On 11/12/24 12:07, David Hildenbrand wrote:
On 07.11.24 11:21, “William Roche wrote:
From: William Roche <william.roche@xxxxxxxxxx>
We take into account the recorded page sizes to repair the
memory locations, calling ram_block_discard_range() to punch a hole
in the backend file when necessary and regenerate a usable memory.
Fall back to unmap/remap the memory location(s) if the kernel doesn't
support the madvise calls used by ram_block_discard_range().
Hugetlbfs poison case is also taken into account as a hole punch
with fallocate will reload a new page when first touched.
Signed-off-by: William Roche <william.roche@xxxxxxxxxx>
---
system/physmem.c | 50 +++++++++++++++++++++++++++++-------------------
1 file changed, 30 insertions(+), 20 deletions(-)
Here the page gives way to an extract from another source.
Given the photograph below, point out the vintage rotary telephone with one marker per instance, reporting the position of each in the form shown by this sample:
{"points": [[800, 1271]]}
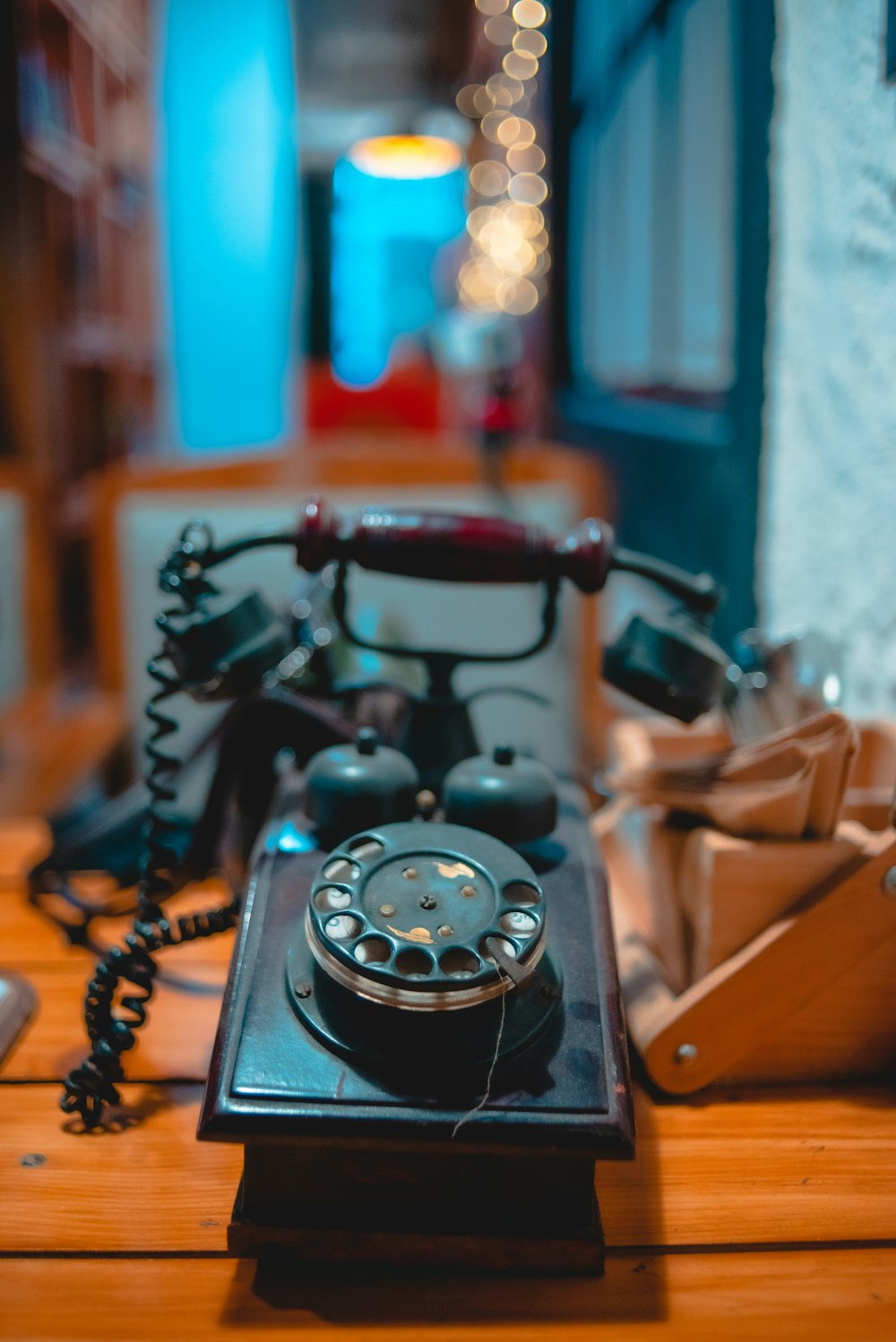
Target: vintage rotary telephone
{"points": [[421, 1045]]}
diff --git a/system/physmem.c b/system/physmem.c
index 750604d47d..dfea120cc5 100644
--- a/system/physmem.c
+++ b/system/physmem.c
@@ -2197,27 +2197,37 @@ void qemu_ram_remap(ram_addr_t addr,
ram_addr_t length)
} else if (xen_enabled()) {
abort();
} else {
- flags = MAP_FIXED;
- flags |= block->flags & RAM_SHARED ?
- MAP_SHARED : MAP_PRIVATE;
- flags |= block->flags & RAM_NORESERVE ?
MAP_NORESERVE : 0;
- prot = PROT_READ;
- prot |= block->flags & RAM_READONLY ? 0 : PROT_WRITE;
- if (block->fd >= 0) {
- area = mmap(vaddr, length, prot, flags, block->fd,
- offset + block->fd_offset);
- } else {
- flags |= MAP_ANONYMOUS;
- area = mmap(vaddr, length, prot, flags, -1, 0);
- }
- if (area != vaddr) {
- error_report("Could not remap addr: "
- RAM_ADDR_FMT "@" RAM_ADDR_FMT "",
- length, addr);
- exit(1);
+ if (ram_block_discard_range(block, offset + block-
>fd_offset,
+ length) != 0) {
+ if (length > TARGET_PAGE_SIZE) {
+ /* punch hole is mandatory on hugetlbfs */
+ error_report("large page recovery failure
addr: "
+ RAM_ADDR_FMT "@" RAM_ADDR_FMT "",
+ length, addr);
+ exit(1);
+ }
For shared memory we really need it.
Private file-backed is weird ... because we don't know if the shared or
the private page is problematic ... :(
I agree with you, and we have to decide when should we bail out if
ram_block_discard_range() doesn't work.
According to me, if discard doesn't work and we are dealing with
file-backed largepages (shared or not) we have to exit, because the
fallocate is mandatory. It is the case with hugetlbfs.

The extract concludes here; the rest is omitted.